Eldar Zeynalov, director of the Human Rights Centre of Azerbaijan, said, “There is a court decision that the flats must be vacated. That it has not been fulfilled for several years is a violation of the human rights of the owners. As for a postponement until the liberation of the occupied territories, this is not correct.”
He said thousands of Baku residents have struggled with this problem since the early 1990s.
Eldar Alizade, head of the pressure group Defence of the Rights of Unfortunate and Homeless Baku Residents, said the deprived people had to keep fighting.
“People have several times appealed to me with this same problem, and some of them were even worse off. The refugees did not always take over an empty flat. There were cases when someone would leave in the morning, and in the evening would find different people in his home, who would not only refuse to leave but would attack him,” he said.
“The only advice for these people is to go to court and to take it to the constitutional court, and after that appeal to the European court. There is no doubt that the problem will be resolved at that level, since the right to property is written into the European Convention [on Human Rights].”
The European Court of Human Rights has twice ruled that Baku residents had been illegally deprived of their property. In 2007, Valentina Akimova won repossession of her flat along with 10,000 manats (12,500 dollars) of compensation after an Azerbaijan court had allowed the refugees to remain in her flat until the occupied territories were liberated.
Then, in February this year, Jafar Jafarov won a similar case, and will probably be able to take back his flat in the next few months. However, the homeless people are unlikely to take too much comfort from these isolated cases.
In October 2006, a group of the residents visited Ali Hasanov, head of the state committee for refugees’ affairs.
“Although I understand your problem well, it is not in my power to solve it soon.

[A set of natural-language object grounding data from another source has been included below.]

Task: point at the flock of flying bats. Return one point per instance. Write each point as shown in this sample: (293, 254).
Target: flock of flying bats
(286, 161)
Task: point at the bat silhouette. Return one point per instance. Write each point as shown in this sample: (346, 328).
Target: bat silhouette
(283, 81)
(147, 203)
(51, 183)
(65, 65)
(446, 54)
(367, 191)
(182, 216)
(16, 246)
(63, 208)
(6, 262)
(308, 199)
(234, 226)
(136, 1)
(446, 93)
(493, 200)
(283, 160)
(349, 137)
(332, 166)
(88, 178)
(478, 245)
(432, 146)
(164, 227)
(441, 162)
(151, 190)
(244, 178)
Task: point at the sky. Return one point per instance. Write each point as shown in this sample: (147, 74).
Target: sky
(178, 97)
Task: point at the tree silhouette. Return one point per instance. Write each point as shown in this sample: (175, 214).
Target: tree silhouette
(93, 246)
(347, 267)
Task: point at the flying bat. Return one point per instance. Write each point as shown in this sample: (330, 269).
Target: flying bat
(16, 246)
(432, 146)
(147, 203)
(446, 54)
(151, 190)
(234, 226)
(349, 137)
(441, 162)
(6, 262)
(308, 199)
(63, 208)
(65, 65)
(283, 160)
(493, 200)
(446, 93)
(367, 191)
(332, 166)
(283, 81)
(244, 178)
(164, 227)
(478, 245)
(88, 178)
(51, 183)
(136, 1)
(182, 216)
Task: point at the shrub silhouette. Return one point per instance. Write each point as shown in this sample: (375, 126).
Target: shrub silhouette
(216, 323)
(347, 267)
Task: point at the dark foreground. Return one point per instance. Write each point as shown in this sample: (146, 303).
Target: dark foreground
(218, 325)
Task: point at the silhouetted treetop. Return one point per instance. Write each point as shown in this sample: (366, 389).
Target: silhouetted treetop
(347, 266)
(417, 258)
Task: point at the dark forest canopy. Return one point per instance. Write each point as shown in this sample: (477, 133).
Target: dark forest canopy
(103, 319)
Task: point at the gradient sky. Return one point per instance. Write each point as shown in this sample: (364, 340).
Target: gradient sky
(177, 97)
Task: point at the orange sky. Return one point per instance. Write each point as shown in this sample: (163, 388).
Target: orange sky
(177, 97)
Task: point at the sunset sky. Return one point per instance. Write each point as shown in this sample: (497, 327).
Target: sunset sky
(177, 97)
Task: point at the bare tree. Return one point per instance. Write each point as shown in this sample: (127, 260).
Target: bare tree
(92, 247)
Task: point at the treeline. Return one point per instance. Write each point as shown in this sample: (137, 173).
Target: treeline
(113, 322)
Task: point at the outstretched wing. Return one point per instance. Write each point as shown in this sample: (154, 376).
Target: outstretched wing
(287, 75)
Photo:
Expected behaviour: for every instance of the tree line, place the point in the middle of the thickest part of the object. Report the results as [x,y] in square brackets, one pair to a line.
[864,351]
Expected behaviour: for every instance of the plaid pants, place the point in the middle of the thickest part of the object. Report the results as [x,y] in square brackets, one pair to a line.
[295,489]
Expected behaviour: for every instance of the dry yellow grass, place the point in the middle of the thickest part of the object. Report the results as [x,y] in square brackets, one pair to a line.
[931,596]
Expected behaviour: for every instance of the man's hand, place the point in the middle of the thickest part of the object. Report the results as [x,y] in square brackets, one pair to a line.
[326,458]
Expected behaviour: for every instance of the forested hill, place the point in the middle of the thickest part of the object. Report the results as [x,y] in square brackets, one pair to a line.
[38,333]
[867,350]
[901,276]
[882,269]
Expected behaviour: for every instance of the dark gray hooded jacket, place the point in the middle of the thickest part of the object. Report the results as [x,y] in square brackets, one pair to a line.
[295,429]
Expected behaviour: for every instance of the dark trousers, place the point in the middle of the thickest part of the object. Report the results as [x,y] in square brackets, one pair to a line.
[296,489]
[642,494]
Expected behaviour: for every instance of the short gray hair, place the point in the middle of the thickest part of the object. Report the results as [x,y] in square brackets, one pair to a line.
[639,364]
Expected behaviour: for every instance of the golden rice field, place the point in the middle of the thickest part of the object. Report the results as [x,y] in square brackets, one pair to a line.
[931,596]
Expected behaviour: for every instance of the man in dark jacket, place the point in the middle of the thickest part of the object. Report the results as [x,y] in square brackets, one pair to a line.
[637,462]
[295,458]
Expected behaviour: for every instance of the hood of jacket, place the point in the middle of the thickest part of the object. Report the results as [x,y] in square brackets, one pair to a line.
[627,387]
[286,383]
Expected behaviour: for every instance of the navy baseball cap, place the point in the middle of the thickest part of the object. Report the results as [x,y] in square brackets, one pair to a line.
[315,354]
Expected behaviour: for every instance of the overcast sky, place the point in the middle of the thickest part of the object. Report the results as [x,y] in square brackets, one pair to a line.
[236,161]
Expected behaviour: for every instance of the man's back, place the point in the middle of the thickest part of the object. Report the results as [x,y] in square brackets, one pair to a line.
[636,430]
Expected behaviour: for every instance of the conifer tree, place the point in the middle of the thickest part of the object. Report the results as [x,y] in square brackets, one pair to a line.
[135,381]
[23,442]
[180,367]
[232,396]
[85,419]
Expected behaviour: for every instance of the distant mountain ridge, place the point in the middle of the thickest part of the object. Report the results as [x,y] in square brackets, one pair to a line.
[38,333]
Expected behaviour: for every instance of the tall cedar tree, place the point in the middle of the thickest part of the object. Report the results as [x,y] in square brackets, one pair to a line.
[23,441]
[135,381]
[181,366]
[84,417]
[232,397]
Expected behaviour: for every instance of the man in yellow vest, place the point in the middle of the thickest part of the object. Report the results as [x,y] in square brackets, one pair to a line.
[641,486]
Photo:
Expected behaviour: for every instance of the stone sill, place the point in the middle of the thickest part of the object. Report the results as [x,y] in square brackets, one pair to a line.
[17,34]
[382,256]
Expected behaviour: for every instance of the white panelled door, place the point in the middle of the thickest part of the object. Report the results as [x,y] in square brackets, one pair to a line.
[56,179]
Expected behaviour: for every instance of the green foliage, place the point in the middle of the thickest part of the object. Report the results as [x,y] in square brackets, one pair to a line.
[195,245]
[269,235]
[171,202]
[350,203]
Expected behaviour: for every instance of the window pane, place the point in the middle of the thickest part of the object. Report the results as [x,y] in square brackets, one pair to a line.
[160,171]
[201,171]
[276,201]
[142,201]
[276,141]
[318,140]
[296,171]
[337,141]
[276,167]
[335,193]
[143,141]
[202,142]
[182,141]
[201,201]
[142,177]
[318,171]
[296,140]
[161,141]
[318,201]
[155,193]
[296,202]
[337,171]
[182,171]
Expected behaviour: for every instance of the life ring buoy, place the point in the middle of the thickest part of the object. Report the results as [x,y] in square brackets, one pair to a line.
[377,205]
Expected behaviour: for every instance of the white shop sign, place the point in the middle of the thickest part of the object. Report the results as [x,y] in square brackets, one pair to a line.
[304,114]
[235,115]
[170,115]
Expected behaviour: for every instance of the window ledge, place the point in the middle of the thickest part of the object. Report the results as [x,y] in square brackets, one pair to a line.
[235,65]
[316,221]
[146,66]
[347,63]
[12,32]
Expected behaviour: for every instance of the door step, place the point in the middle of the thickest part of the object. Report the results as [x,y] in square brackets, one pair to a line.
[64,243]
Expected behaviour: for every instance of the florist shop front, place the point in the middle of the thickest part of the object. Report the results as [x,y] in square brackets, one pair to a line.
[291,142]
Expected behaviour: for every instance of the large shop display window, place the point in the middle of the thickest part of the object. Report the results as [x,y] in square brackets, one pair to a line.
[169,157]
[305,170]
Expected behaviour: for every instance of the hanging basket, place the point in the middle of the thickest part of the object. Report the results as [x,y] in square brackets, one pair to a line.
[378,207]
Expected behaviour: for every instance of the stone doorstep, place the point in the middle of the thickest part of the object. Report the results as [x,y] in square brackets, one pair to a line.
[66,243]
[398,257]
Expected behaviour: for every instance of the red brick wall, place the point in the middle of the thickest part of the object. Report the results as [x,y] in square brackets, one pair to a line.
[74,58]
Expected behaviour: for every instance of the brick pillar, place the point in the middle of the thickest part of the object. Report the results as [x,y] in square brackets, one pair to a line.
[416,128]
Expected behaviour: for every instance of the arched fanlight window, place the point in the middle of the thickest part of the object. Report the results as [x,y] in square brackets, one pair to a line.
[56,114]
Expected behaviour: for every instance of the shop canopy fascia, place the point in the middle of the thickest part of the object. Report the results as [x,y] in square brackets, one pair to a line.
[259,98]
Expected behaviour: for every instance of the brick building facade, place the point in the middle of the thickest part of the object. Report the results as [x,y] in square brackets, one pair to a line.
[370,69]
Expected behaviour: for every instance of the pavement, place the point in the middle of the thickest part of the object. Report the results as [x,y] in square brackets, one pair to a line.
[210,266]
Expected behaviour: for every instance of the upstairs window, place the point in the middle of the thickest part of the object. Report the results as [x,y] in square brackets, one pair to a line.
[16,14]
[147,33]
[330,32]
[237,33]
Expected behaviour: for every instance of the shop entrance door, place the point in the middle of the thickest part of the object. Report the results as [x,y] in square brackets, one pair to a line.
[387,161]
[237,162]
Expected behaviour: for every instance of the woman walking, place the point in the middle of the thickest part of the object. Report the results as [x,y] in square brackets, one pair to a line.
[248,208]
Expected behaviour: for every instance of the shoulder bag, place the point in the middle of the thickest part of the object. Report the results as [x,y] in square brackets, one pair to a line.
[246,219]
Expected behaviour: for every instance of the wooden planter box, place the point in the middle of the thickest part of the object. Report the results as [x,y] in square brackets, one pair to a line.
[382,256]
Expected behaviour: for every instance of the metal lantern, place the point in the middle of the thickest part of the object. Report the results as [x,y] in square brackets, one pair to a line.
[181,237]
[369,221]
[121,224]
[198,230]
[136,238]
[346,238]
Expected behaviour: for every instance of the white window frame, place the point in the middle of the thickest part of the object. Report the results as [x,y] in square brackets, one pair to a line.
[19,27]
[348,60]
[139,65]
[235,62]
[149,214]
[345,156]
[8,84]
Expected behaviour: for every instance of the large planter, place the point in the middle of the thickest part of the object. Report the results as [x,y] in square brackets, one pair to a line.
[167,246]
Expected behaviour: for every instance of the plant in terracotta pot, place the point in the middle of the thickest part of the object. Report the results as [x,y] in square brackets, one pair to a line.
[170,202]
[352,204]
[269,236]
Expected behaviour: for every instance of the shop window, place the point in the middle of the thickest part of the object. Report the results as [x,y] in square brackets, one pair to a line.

I promise you that the first people moved into flats built for refugees will be those who are occupying other people’s flats,” he told the group at the time.
Four years have passed, and once again Hasanov has promised their problem will be resolved in the near future.
“At the moment around 6,000 refugees are living in illegally seized flats, half of them in Baku,” he said.
“We have taken six months to fully investigate the problem, and have the addresses of all the houses, which will be vacated very soon. This is around 300-400 buildings.”
Leyla Leysan is a freelance journalist trained by IWPR.